Моя программа spark не работает, и ни планировщик, ни драйвер, ни исполнители не предоставляют каких-либо полезных ошибок, кроме состояния «Выход» 137. Что может вызывать сбой в программе «Искра»?
Сбой, кажется, происходит во время преобразования RDD в Dataframe:
val df = sqlc.createDataFrame(processedData, schema).persist()
Прямо перед сбоем журналы выглядят так:
Планировщик
19/01/22 04:01:05 INFO JobUtils: stderr: 19/01/22 04:01:04 WARN TaskSetManager: Stage 11 contains a task of very large size (22028 KB). The maximum recommended task size is 100 KB.
19/01/22 04:01:05 INFO JobUtils: stderr: 19/01/22 04:01:04 INFO TaskSetManager: Starting task 0.0 in stage 11.0 (TID 23, 10.141.1.247, executor 1133b735-967d-136c-2bbf-ffcb3884c88c-1548129213980, partition 0, PROCESS_LOCAL, 22557269 bytes)
19/01/22 04:01:05 INFO JobUtils: stderr: 19/01/22 04:01:04 INFO TaskSetManager: Starting task 1.0 in stage 11.0 (TID 24, 10.141.3.144, executor a92ceb18-b46a-c986-4672-cab9086c54c2-1548129202094, partition 1, PROCESS_LOCAL, 22558910 bytes)
19/01/22 04:01:05 INFO JobUtils: stderr: 19/01/22 04:01:04 INFO TaskSetManager: Starting task 2.0 in stage 11.0 (TID 25, 10.141.1.56, executor b9167d92-bed2-fe21-46fd-08f2c6fd1998-1548129206680, partition 2, PROCESS_LOCAL, 22558910 bytes)
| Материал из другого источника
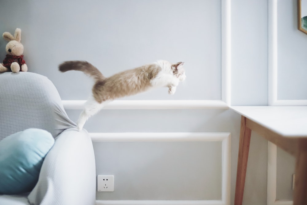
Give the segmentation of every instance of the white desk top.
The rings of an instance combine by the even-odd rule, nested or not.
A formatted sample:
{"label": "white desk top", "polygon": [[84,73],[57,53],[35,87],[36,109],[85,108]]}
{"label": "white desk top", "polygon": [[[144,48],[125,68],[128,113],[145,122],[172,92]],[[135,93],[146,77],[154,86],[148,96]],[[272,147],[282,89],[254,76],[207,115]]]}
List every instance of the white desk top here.
{"label": "white desk top", "polygon": [[235,106],[231,108],[282,136],[307,137],[307,106]]}

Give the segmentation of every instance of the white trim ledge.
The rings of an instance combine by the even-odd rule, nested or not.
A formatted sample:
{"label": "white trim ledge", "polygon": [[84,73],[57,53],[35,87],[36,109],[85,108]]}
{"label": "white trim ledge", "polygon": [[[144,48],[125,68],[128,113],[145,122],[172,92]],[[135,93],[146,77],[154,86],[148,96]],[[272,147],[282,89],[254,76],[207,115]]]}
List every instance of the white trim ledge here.
{"label": "white trim ledge", "polygon": [[96,205],[225,205],[221,200],[96,200]]}
{"label": "white trim ledge", "polygon": [[[67,110],[82,110],[85,100],[63,100]],[[227,109],[227,104],[221,100],[116,100],[110,102],[105,109]]]}

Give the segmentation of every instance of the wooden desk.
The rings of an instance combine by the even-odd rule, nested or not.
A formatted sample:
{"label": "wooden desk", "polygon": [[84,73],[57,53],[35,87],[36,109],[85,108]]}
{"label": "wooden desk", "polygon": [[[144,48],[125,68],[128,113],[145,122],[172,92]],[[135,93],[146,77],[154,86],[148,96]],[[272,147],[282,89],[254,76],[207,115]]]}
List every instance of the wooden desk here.
{"label": "wooden desk", "polygon": [[242,204],[252,130],[296,157],[293,204],[307,205],[307,106],[231,108],[242,115],[235,205]]}

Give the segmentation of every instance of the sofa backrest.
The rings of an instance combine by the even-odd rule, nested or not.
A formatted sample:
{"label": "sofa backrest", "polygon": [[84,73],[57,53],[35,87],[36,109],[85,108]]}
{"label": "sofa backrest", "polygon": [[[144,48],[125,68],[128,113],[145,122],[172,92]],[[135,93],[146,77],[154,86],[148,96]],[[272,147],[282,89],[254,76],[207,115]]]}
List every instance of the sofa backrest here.
{"label": "sofa backrest", "polygon": [[47,130],[56,138],[76,126],[46,77],[29,72],[0,73],[0,141],[31,128]]}

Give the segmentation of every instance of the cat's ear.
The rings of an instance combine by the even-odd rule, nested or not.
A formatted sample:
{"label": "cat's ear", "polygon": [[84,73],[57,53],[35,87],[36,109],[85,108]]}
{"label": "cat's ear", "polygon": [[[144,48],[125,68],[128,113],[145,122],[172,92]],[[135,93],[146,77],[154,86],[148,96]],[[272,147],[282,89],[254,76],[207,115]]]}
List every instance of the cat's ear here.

19/01/22 04:01:05 INFO JobUtils: stderr: 19/01/22 04:01:04 INFO TaskSetManager: Starting task 3.0 in stage 11.0 (TID 26, 10.141.3.146, executor 0cf7394b-540d-2a6c-258a-e27bbedbdd0e-1548129212488, partition 3, PROCESS_LOCAL, 22558910 bytes)
19/01/22 04:01:09 DEBUG JobUtils: Tracing alloc 12943f1a-82ed-d4f4-07b3-dfbe5a46716b for driver
...
19/01/22 04:13:45 DEBUG JobUtils: Tracing alloc 12943f1a-82ed-d4f4-07b3-dfbe5a46716b for driver
19/01/22 04:13:46 INFO JobUtils: driver Terminated -- Exit status 137
19/01/22 04:13:46 INFO JobUtils: driver Restarting -- Restart within policy
Driver
19/01/22 04:01:12 INFO DAGScheduler: Job 7 finished: runJob at SparkHadoopMapReduceWriter.scala:88, took 8.008375 s
19/01/22 04:01:12 INFO SparkHadoopMapReduceWriter: Job job_20190122040104_0032 committed.
19/01/22 04:01:13 INFO MapPartitionsRDD: Removing RDD 28 from persistence list
19/01/22 04:01:13 INFO BlockManager: Removing RDD 28
Исполнители (некоторые варианты этого)
19/01/22 04:01:13 INFO BlockManager: Removing RDD 28
19/01/22 04:13:45 ERROR CoarseGrainedExecutorBackend: Executor self-exiting due to : Driver 10.141.2.48:21297 disassociated! Shutting down.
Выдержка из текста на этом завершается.